Adapted from a recent online discussion.

Dear Carolyn: I found out a month and a half ago that my husband had a brief affair with a co-worker. We're in counseling now, and we've identified the reasons that led to the affair and are working on how to fix those things.

I'm not sure I want to stay with him. I certainly don't like him right now because of what he did, and I'm not sure I love him anymore either. I've stayed so far because we have a young son, and I want to protect our son.

I've been able to pretend to be happy, and even sometimes be happy. How am I going to know whether to stay or go? Overall my husband is a great father and a decent guy.

— Stay or Go

Stay or Go: Sometimes it takes time to know what you want. That’s okay.


(Nick Galifianakis/The Washington Post)

It’s also okay, if you think you’re at that point, to make this decision while separated. (He moves out, though, not you — and you talk to a lawyer before you make any moves because mistakes can burn you later.)

While it’s good and important to protect your son, there are multiple ways to do that — and many different things to protect your son from, too. One of them is having his parents divorce, yes, but another is to grow up with two parents in a loveless or high-conflict marriage.

So, again, take your time, but also keep your mind open to the idea that there’s no one outcome that’s best for your son.

For the wife of the cheater: My heart goes out to you. I was in the exact situation as you several years ago — affair with co-worker, young child in the mix. I am so sorry.

You may want to consider asking him to look for a new job. My spouse stayed at his job, as did his affair partner, and it has made for some challenging circumstances over the years.

You will get through this in time and the answer will become more clear.

— Anonymous

Dear Carolyn: One of my cousins, "Kathy," is really into lineage. She submitted samples to determine her genetic makeup and discovered her eldest brother "Bill" had a different father. Both of their parents are deceased.

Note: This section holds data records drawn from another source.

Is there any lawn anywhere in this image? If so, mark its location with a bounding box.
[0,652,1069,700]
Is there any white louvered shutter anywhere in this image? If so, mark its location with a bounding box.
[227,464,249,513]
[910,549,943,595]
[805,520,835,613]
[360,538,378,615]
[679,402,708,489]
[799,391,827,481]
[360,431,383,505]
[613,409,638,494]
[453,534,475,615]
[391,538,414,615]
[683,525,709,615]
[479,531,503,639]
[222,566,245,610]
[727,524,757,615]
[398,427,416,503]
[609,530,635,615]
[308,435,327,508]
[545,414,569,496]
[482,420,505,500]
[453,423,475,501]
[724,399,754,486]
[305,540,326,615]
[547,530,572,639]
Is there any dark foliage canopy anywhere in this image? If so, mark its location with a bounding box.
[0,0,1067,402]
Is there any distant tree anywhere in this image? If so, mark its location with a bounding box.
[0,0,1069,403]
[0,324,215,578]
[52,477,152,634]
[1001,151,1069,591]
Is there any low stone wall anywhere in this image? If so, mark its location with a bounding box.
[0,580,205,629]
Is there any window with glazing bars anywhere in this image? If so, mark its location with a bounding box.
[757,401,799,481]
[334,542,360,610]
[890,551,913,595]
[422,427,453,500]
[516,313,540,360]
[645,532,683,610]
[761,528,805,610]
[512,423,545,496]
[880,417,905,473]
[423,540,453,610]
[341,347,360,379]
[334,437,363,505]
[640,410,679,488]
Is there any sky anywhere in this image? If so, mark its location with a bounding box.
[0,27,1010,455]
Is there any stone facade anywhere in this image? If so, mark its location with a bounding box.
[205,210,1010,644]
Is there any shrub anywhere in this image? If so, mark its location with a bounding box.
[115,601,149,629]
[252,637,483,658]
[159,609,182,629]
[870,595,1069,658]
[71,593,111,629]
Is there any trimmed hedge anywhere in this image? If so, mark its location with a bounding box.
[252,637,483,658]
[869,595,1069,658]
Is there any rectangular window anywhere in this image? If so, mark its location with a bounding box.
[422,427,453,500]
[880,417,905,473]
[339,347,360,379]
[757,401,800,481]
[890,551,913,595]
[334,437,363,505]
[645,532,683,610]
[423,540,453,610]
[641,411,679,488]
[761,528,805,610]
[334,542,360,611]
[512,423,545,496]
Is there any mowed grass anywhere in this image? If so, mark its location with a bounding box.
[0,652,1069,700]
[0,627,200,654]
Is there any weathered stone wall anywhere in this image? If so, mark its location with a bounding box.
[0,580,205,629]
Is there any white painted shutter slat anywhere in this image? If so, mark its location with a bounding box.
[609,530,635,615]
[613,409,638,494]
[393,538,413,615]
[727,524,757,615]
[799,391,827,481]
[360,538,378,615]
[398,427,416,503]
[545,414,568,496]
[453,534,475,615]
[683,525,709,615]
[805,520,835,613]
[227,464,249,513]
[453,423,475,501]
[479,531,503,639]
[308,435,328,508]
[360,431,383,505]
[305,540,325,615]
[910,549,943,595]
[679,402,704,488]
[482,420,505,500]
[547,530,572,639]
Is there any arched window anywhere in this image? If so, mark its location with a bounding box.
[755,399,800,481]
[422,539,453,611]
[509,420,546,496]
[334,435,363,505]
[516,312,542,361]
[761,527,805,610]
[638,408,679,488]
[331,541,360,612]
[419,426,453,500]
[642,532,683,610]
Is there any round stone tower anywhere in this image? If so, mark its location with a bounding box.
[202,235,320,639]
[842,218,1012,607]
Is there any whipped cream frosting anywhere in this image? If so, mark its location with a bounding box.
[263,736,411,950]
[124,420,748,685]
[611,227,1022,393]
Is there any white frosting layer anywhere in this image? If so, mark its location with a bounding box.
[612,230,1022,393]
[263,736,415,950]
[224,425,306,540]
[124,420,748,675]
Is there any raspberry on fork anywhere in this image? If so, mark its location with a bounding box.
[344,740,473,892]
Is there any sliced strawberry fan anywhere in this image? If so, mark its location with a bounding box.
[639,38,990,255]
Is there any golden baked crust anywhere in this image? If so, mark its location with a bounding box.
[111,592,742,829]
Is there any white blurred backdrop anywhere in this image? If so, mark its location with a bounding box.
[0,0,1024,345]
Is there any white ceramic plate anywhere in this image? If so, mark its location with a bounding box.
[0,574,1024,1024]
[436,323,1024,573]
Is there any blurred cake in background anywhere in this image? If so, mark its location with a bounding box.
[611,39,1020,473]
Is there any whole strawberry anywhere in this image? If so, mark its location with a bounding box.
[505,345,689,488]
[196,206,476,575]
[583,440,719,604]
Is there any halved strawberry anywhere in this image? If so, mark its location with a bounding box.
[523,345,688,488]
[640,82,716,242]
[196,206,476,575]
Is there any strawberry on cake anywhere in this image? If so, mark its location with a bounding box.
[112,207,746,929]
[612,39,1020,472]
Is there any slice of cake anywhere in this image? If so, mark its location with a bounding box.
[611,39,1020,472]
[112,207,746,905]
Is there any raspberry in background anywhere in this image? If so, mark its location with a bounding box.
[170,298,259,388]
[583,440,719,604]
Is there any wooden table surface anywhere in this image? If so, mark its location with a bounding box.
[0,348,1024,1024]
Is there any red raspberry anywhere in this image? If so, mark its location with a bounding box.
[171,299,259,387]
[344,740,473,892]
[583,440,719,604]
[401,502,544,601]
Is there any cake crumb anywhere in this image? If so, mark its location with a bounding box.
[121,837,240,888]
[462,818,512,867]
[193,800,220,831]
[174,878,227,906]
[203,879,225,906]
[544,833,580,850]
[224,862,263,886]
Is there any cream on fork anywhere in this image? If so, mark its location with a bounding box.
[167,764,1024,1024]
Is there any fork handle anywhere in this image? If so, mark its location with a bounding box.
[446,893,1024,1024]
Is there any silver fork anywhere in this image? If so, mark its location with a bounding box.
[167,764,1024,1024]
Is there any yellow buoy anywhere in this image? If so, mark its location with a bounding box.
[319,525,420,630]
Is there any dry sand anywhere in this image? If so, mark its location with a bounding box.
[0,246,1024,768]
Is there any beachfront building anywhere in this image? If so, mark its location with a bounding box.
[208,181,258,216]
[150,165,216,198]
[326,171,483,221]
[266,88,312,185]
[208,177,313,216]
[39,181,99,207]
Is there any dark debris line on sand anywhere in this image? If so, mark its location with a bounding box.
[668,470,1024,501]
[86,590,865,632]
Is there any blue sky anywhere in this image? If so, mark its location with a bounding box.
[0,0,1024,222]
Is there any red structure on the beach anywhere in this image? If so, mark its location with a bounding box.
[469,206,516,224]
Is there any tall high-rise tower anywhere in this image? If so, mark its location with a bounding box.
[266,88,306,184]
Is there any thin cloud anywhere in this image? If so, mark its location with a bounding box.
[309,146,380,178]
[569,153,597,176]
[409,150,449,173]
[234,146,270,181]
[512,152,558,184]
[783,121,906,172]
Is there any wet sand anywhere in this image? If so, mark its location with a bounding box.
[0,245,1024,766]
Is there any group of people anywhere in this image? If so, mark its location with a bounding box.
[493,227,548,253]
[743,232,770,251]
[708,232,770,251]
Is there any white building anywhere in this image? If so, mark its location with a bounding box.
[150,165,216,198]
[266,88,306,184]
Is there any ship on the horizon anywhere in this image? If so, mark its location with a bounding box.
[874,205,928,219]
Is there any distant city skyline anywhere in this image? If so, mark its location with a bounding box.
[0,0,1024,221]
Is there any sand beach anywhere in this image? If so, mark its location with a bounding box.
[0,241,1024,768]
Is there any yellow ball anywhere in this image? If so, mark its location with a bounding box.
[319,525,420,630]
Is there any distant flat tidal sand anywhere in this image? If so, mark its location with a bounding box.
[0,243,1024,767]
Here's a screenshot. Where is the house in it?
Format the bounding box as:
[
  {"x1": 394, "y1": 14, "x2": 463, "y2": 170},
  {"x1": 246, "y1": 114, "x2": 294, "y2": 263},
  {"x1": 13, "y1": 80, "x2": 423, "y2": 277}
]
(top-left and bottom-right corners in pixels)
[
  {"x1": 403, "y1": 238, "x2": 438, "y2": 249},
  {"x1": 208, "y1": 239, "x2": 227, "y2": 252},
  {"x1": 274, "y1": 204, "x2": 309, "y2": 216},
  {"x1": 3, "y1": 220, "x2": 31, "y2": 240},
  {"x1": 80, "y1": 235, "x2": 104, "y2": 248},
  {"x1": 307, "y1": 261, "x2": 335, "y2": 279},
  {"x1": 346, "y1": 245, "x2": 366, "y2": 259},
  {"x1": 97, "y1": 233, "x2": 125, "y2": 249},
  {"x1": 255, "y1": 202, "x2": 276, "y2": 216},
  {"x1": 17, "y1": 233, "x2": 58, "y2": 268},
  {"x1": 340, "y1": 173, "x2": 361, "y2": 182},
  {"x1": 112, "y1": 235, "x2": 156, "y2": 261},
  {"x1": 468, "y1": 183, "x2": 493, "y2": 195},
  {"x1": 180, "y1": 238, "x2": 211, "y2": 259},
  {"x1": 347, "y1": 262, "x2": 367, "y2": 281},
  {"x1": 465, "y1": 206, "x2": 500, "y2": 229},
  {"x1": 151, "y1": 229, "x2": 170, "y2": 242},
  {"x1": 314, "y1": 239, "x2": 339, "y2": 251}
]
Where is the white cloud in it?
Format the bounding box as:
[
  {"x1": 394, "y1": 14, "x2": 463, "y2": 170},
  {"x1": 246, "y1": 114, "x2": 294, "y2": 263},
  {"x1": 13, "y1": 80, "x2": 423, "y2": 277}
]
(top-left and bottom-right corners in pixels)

My mother, Kathy's mother's sister, is in assisted living. Kathy wants me to accompany her to visit my mother and ask her what she knows about Bill's father. Chances are my mother knows something, but she is a private person. If she wanted us to know this, I'm sure she would have volunteered the information.

Bill doesn't care about who his biological father is. Unless Bill's biological father submits his DNA for a match, the last chance anybody has of uncovering his identity is my mother.

I can't shake the feeling that asking her will disrupt my mother. I believe Kathy will eventually corner my mother herself.

What do you suggest?

— Ancestry Issues

Ancestry Issues: Your mother can speak for herself (yes?), Kathy can speak for herself, and Bill can speak for himself.

You know how you clap your hands to remove loose flour when you’re baking? That’s the literal version of what I advise you to do figuratively. You have no stake in this. Let it play out without you.